The bulk of the NAACP board will come to Baltimore tomorrow apparently undecided on the fate of Executive Director Benjamin F. Chavis Jr., but Chairman William F. Gibson has sent signals that he won't block an effort to depose the man who seemed to be his protege.

The 64-member board has scheduled an emergency meeting at NAACP headquarters in Northwest Baltimore to discuss Dr. Chavis' secret deal to pay Mary E. Stansel, a fired assistant, up to $332,400 to settle a threatened lawsuit.

Ms. Stansel, a 49-year-old former U.S. Senate aide, has since alleged in court papers that Dr. Chavis, 46, sexually harassed her -- an allegation that the NAACP leader denies.

But the main issue at tomorrow's meeting, board members say, is not likely to be the nature of Dr. Chavis' relationship with Ms. Stansel or other women at the NAACP. They say the focus will be on Dr. Chavis' judgment and credibility, as reflected by the fact that he told neither the NAACP's board nor its general counsel of the Stansel deal.

The Stansel settlement compounds a growing Chavis credibility crisis that has roots in other issues, including:

* His decision to hold an April meeting of black nationalists in Detroit without telling Dr. Gibson or board members who live in Detroit.

* His contention that the NAACP's nearly $3 million deficit was largely due to debts inherited from his predecessor, the Rev. Benjamin L. Hooks, which Dr. Hooks and other NAACP insiders deny.

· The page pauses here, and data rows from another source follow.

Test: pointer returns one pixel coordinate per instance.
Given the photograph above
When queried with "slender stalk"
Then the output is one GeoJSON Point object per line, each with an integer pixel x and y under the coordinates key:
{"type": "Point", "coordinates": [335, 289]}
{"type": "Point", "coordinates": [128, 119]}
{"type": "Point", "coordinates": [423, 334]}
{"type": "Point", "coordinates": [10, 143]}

* His boast that membership in the National Association for the Advancement of Colored People has jumped from 490,000 when he took over in April 1993 to 675,000 today. Syndicated columnist Carl Rowan reports today that NAACP documents show that membership has actually declined and is at least 200,000 fewer than Dr. Chavis says.

Over the 16 months that Dr. Chavis has run the NAACP, Dr. Gibson, 61, a South Carolina dentist, has been a fatherly figure who has gloried in the executive director's ability to put the NAACP back in the public eye.

The chairman has hovered at Dr. Chavis' shoulder at news conferences and photo opportunities. When Dr. Chavis jumped on a trash receptacle to address a Chicago street protest in July, Dr. Gibson followed. The chairman spoke emotionally about Dr. Chavis to the NAACP annual convention: "He's a good friend, a young man I have grown to know and to love."

When news of the Stansel deal broke, Dr. Gibson quickly sprang to Dr. Chavis' defense, saying at yet another joint news conference that the executive director had full authority to make such an agreement.

But more recently, as criticism of Dr. Chavis mounted, he has questioned Dr. Chavis' handling of the deal and the settlement's size.

Gibson still powerful

Dr. Gibson, who has been chairman since 1985, holds considerable sway over the board. That he has stopped advocacy on the executive director's behalf sends a message.

"My perception is, Dr. Gibson has clearly given a signal to members of the board that you can bring your conscience and intellect to the meeting and use both," said Kelly M. Alexander Jr., a Charlotte, N.C., board member who is regarded as part of Dr. Gibson's inner circle. Mr. Alexander has also supported Dr. Chavis.

Another board member and Gibson associate, who asked not to be named, said the chairman "has released all board members to vote as they wish." He said Dr. Chavis had assured Dr. Gibson that the Stansel case was "no big deal" -- and then the controversy blew up in the chairman's face.

"Ben Chavis obviously does not really tell you everything," the board member said. "Everybody will vote his conscience on this issue."

According to a survey of board members, only a handful will enter the meeting publicly for or against Dr. Chavis. While almost 10 board members of nearly 40 contacted by The Sun appeared to be leaning against Dr. Chavis, most either were undecided or would not comment before tomorrow's meeting.

Among the solidly pro-Chavis forces on the board are Larry W. Carter, vice president of a Des Moines, Iowa, financial company, and most, perhaps all, of the seven youth members.

"Chavis is going to win this one. He's going to win it and win it strong," said Mr. Carter, who supports the executive director's efforts to reach out to young and disaffected African-Americans. "If it goes any other way, then Larry Carter will resign as a board member."

Yasmin Hurston, a New Yorker who is a youth member on the board, spurred on Chavis supporters at a rally in Brooklyn Tuesday night.

Youth support

"Young people don't want to lose Dr. Chavis. That's just first and foremost," she said. "The youth love Dr. Chavis so much I don't know if they would be willing to open up to somebody like that again."

At the other extreme of board opinion is Leroy W. Warren Jr. of Silver Spring, who was the first to call for the resignations of both Dr. Chavis and Dr. Gibson. He objects to the leaders' consorting with black separatists and "gangsta" rappers as well as their financial management of the NAACP.